Data Mechanics provides a way to store configurations and use them when launching a Spark applications. This can be useful when you need to share a large configuration between applications, or when you simply don't want to store configurations on your side.

Config templates are configuration fragments stored in Data Mechanics.
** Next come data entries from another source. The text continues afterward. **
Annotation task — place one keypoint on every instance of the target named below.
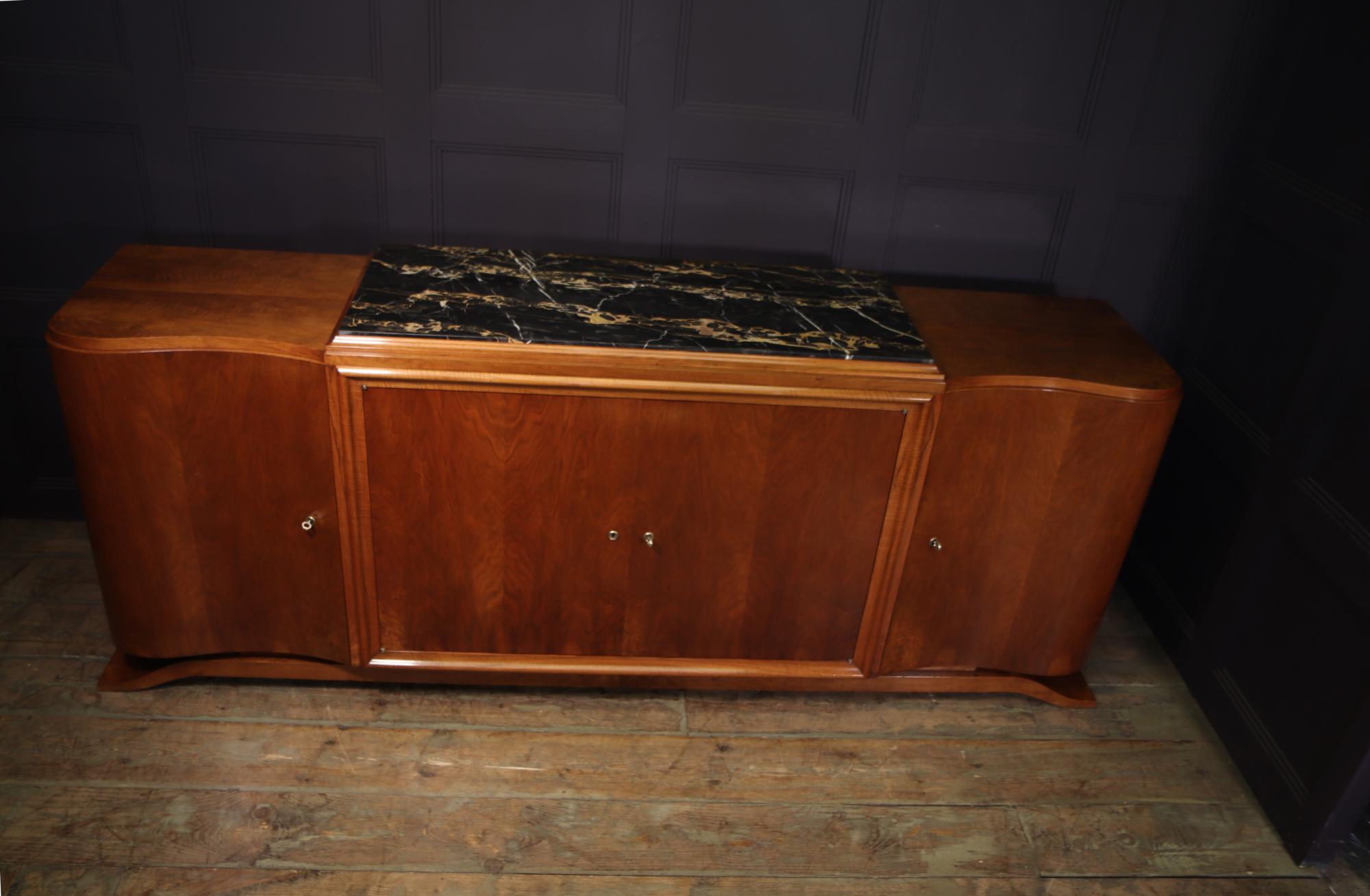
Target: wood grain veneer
(464, 493)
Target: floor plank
(127, 827)
(66, 686)
(536, 765)
(54, 628)
(1123, 713)
(1131, 660)
(1186, 887)
(43, 536)
(1157, 841)
(51, 577)
(291, 883)
(329, 788)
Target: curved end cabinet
(1051, 428)
(197, 403)
(272, 497)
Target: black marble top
(516, 297)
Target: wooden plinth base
(132, 673)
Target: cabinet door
(491, 520)
(765, 521)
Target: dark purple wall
(1051, 143)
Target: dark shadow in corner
(982, 284)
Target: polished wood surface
(197, 473)
(128, 673)
(991, 339)
(349, 788)
(765, 523)
(158, 298)
(465, 491)
(1032, 495)
(630, 369)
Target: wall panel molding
(119, 68)
(1224, 91)
(612, 160)
(203, 136)
(920, 120)
(132, 132)
(191, 69)
(488, 92)
(1062, 195)
(856, 116)
(676, 166)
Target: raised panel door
(491, 519)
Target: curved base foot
(134, 673)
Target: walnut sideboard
(471, 466)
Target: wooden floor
(251, 788)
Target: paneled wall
(1061, 145)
The API routes under http(s)://<your-cluster-url>/config-templates/ lets you manage them as a REST resource.

To know more about the API routes and parameters, check out the API reference or navigate to http(s)://<your-cluster-url>/api/ in your browser.

In the previous page about accessing data on GCS, we added the following block of configuration to the configuration of our Spark application:

"executor": {
"secrets": [
{
"name": "gcs-svc-account",
"path": "/mnt/secrets",
"secretType": "GCPServiceAccount"
}
]
},
"driver": {
"secrets": [
{
"name": "gcs-svc-account",
"path": "/mnt/secrets",
"secretType": "GCPServiceAccount"
}
]
}

The following command creates a config template gcs-access containing this block:

curl -X POST \
http(s)://<your-cluster-url>/api/config-templates/ \
-H 'Content-Type: application/json' \
-d '{
"name": "gcs-access",
"config": {
"executor": {
"secrets": [
{
"name": "gcs-svc-account",
"path": "/mnt/secrets",
"secretType": "GCPServiceAccount"
}
]
},
"driver": {
"secrets": [
{
"name": "gcs-svc-account",
"path": "/mnt/secrets",
"secretType": "GCPServiceAccount"
}
]
}
}
}'

It can now be referenced when submitting a Spark application with field configTemplateName:

curl -X POST \
http(s)://<your-cluster-url>/api/apps/ \
-H 'Content-Type: application/json' \
-d '{
"jobName": "word-count",
"configTemplateName": "gcs-access",
"configOverrides": {
"type": "Scala",
"sparkVersion": "3.0.0",
"mainApplicationFile": "gs://<your-bucket>/wordcount.jar",
"mainClass": "org.<your-org>.wordcount.WordCount",
"arguments": ["gs://<your-bucket>/input/*", "gs://<your-bucket>/output"]
}
}'

Data Mechanics merges the configurations in config template gcs-access and in configOverrides. Note that the configuration in configOverrides has higher precedence than the config template.